I.PENDAHULUAN
1.1. Latar Belakang
Salah satu modal pembangunan yang dominan dimiliki oleh negara sedang berkembang adalah jumlah penduduk dan angkatan kerja yang cukup
besar jumlahnya. Hal ini juga yang terjadi di Indonesia selama masa orde baru laju pertumbuhan penduduk dan tenaga kerja di Indonesia masih cukup tinggi.
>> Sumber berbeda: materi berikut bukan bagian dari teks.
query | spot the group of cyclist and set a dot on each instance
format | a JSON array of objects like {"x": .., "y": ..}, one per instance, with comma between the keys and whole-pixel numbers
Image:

Selama periode 1961-1971, laju pertumbuhan penduduk Indonesia sebesar 2.1 persen per tahun, kemudian pada tahun 1972-1994 mengalami peningkatan
menjadi 2.3 persen per tahun. Untuk tahun 1995-2000, seperti yang digariskan oleh GBHN selama pelaksanaan Repelita VI, laju pertumbuhan penduduk akan
ditekan sampai mencapai 1.5 persen per tahun. Jumlah penduduk dan tenaga kerja dapat menjadi masalah apabila tidak
dibarengi dengan ketersediaan kesempatan kerja yang memadai sehingga tidak memperbesar angka pengangguran. Oleh sebab itu untuk menghidari
permasalahan tersebut dibutuhkan perencanaan tenaga kerja yang matang. Perencanaan tenaga kerja dapat dikatakan sebagai posisi sentral dalam
pembangunan ekonomi. Dalam Program Pembangunan Nasional PROPENAS, 2000 telah
diisyaratkan tentang perencanaan tenaga kerja, telah ditetapkan bahwa perluasan dan pemerataan kesempatan kerja serta peningkatan perlindungan
terhadap tenaga kerja merupakan kebijakaan pokok yang sifatnya menyeluruh pada semua sektor. Sejalan dengan perkembanggan pembangunan terdapat
perubahan-perubahan pada pendapatan dan kesempatan kerja diantara sektor atau kegiatan ekonomi penduduk Widarti,1984.
Menurut Hasibuan 1987, ketenagakerjaan di Indonesia dihadapkan kepada dua masalah pokok yaitu:
1. Tidak seimbangnya penyerapan tenaga kerja antara sektor pertanian dan non pertanian.
2. Adanya kepincangan penyerapan tenaga kerja produktif di sektor non pertanian yaitu antara sektor pengolahan dibandingkan dengan sektor jasa.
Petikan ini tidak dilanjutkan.